Quando os bregas mandavam seu recado

O jornalista Flávio Herculano apresenta mais um artigo sobre a música brasileira e suas sinuosidades. Desta vez o panorama traçado parte do considerado "cafona" e ao que a geração internet realmente absorveu do Lado B da música popular bras...

Enquanto o Brasil ainda descobria a geração de Chico Buarque, Caetano e Gil, festejando-os nos programas de TV, nas rádios FM e nos festivais, existia um Lado B da música popular brasileira que disputava com eles em popularidade, mas não competia pelos mesmos espaços, onde não lhes cabia. Eram os “cafonas”, ouvidos nos radinhos de pilha sintonizados nas emissoras de AM, na cozinha e no quarto de empregada das nossas casas. Os primeiros ocupavam a sala de estar, enquanto os cafonas falavam aos desvalidos, muitas vezes cumprindo o papel de cronistas do sentimento (e do comportamento) popular.

Entre uma canção meramente de dor-de-cotovelo e outra, os cafonas, rotulados atualmente de bregas, falavam das mudanças de comportamento que efervesciam: drogas, divórcio, feminismo e homossexualidade, sem omitir-se também quanto a temas tabus. Lembra de Fernando Mendes falando de uma paixão platônica por uma cadeirante? Sim, era uma época em que os bregas tinham muito que dizer e o faziam de forma clara, sem verniz, sem rebuscamentos, nas mesmas cores fortes do cotidiano, como faz um Almodóvar no cinema.

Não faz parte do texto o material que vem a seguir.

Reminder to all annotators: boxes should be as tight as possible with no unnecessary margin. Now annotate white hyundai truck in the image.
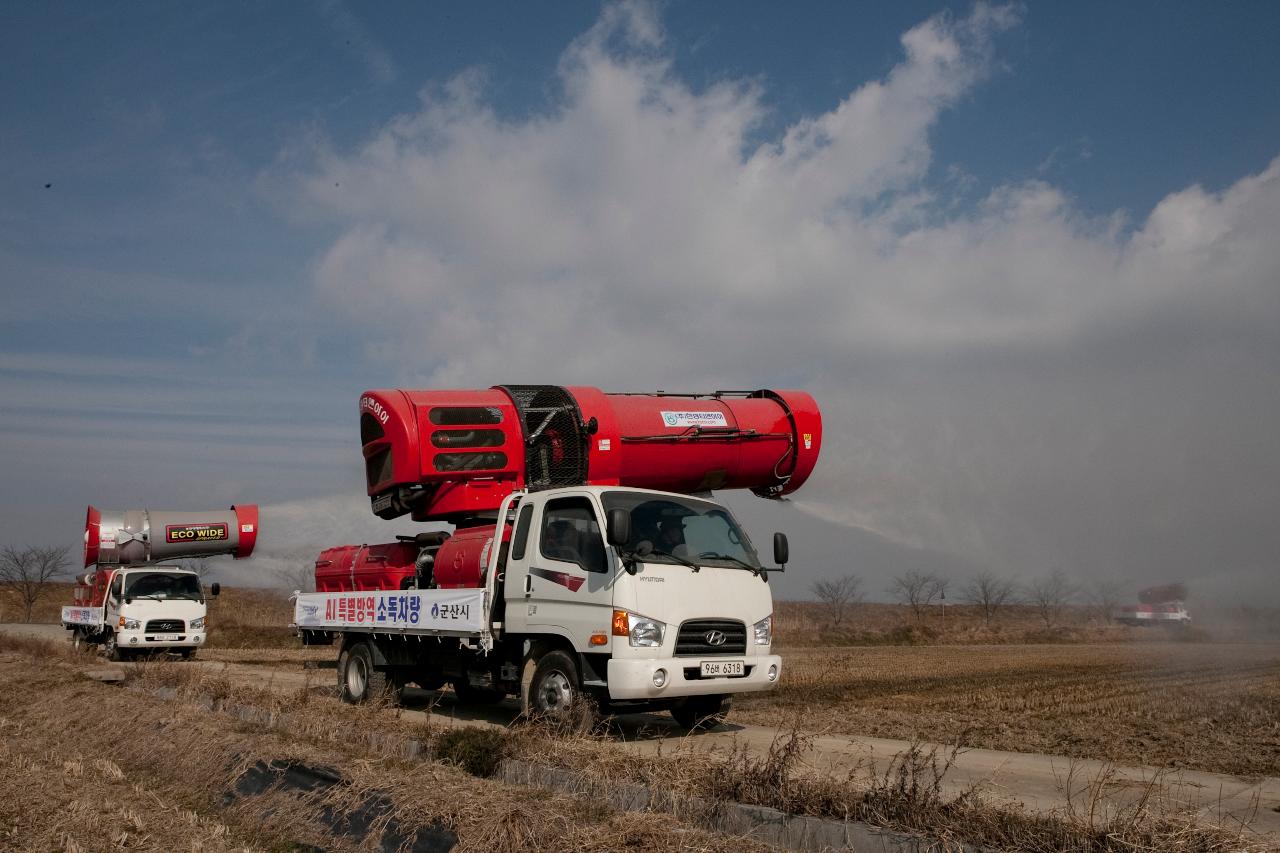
[294,485,787,728]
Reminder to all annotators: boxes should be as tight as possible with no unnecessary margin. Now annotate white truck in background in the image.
[63,504,257,660]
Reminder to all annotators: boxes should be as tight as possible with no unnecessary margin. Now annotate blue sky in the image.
[2,2,1279,600]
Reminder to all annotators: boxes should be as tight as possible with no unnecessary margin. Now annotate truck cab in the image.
[502,487,780,709]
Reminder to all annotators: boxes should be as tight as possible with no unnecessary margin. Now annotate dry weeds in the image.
[735,642,1280,776]
[0,652,773,852]
[2,632,1270,853]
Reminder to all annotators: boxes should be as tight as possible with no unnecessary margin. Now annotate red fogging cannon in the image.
[359,385,822,522]
[83,505,259,568]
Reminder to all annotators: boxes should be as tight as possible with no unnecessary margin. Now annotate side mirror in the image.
[606,508,632,547]
[773,532,789,568]
[210,582,221,597]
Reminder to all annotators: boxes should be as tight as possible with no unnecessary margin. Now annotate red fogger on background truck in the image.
[293,385,821,729]
[64,505,257,660]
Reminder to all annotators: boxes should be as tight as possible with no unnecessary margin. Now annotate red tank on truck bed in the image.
[359,385,822,522]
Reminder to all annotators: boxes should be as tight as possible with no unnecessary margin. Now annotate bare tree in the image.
[810,574,863,626]
[961,570,1019,625]
[888,570,945,625]
[179,557,215,583]
[271,562,315,594]
[1027,568,1078,628]
[0,545,71,623]
[1085,578,1125,625]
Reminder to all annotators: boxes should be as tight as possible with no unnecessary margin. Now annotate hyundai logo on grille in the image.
[705,630,727,646]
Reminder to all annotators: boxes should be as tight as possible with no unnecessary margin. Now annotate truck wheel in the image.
[103,631,128,663]
[521,650,595,730]
[339,642,394,704]
[672,695,733,731]
[72,629,89,653]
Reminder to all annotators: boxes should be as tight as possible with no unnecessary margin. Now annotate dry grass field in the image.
[8,583,1279,779]
[1,633,1267,852]
[0,641,775,853]
[735,642,1280,777]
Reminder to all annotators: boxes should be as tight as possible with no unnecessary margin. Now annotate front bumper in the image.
[606,654,782,699]
[116,630,204,649]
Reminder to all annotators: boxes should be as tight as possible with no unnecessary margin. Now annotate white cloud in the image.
[272,2,1280,598]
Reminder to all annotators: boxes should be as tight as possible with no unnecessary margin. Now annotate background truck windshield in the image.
[124,572,202,601]
[602,491,761,568]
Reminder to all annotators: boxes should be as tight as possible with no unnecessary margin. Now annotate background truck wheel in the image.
[103,631,128,662]
[71,629,90,653]
[338,642,395,704]
[521,650,595,730]
[671,694,732,731]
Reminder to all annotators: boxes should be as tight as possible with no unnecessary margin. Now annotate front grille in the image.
[675,619,746,656]
[145,619,184,632]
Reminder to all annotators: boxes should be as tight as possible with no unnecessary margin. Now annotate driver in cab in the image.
[655,518,689,558]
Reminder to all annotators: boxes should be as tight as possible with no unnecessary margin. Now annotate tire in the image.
[103,631,128,662]
[672,694,733,731]
[72,629,89,654]
[521,649,596,731]
[338,642,394,705]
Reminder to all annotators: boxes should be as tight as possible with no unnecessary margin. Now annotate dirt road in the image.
[6,623,1277,840]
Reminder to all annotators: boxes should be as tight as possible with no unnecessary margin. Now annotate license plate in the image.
[155,634,180,641]
[700,660,744,677]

A geração internet que conheceu Vanusa pelo episódio constrangedor do Hino Nacional não imagina que foi ela quem cantou mais ardorosamente os temas feministas no país na década de 70. Guardadas as proporções e o tom panfletário de suas composições, Vanusa foi a Simone de Beauvoir da nossa música aos transformar seus dramas amorosos em bandeira de luta. “A mão que te acaricia é a mesma que te esbofeteia / A boca que te beija é a mesma que te injuria / O braço que te ampara é o mesmo que te bate na cara / ... / O teu silêncio é cúmplice da violência / Acorda pra vida e pede socorro / Nada vale esse jogo”, disse Vanusa em “S.O.S Mulher”, um de seus vários temas feministas. “Hoje pode parecer um grande clichê, um exagero, mas na década de 70 isso era realmente uma novidade”, situa o jornalista e pesquisador Rodrigo Faour no livro “História Sexual da MPB”.

Quem vê hoje Agnaldo Timóteo como político reacionário não supõe seu momento criativo e libertário quando compôs, em tom autobiográfico, em 1975, “Galeria do Amor”, em referência à Galeria Alasca, antigo reduto gay carioca. “Na galeria do amor é assim / Muita gente a procura de gente / A galeria do amor é assim / Um lugar de emoções diferentes / Onde gente que é gente se entende / Onde pode se amar livremente”. E não foi só Timóteo. Wando, Nelson Ned, Paulo Adriano e Odair José (este em duas composições) também dedicaram canções ao tema homossexual, livre de preconceitos, segundo enumera o pesquisador Paulo César Araújo no livro “Eu Não Sou Cachorro Não”.

Aliás, o goiano Odair José, conhecido como “o terror das empregadas” dado a frequência com que falava do tema, foi um prodígio na abordagem de tabus. Falou sobre o uso de drogas em “Viagem” (quero colocar na sua mente uma luz/ acabar de uma vez com os tabus/ que um dia inventaram pra gente), comemorou o advento do divórcio em “Agora sou livre”, abordou a prostituição em “Eu vou tirar você desse lugar” e foi excomungado pela Igreja Católica por defender a ideia que José e Maria não eram casados quando Jesus foi concebido e, portanto, ele seria fruto do amor livre. (No disco ópera/rock “O filho de José e Maria”, uma pérola de 1979). Antes, Odair José já tinha questionado "Cristo, quem é você?". Além disso, justo por, na época, ser tabu falar sobre métodos anticonceptivos, ele compôs o sucesso “Uma vida só” (Pare de tomar a pílula) quando o regime ditatorial implantava a política de controle de natalidade no país.

Como a censura não se restringia aos temas políticos, mas também à preservação da moral conservadora, Odair José, dizem, foi mais perseguido pelo regime militar que Chico Buarque. "A cada 12 canções que eu fazia, sete eram censuradas”, contabilizou José em entrevista ao site Censura Musical.

E assim o gênero popular seguiu em frente, de quando em vez dando seu recado e mexendo nas nossas feridas morais, em meio a um turbilhão de músicas voltadas às dores de amores (aliás, é uma característica universal da música privilegiar os dramas amorosos. É assim até na ópera). Pena a geração atual do brega não ter seguido essa receita, se restringindo ao chororô dos fins de caso.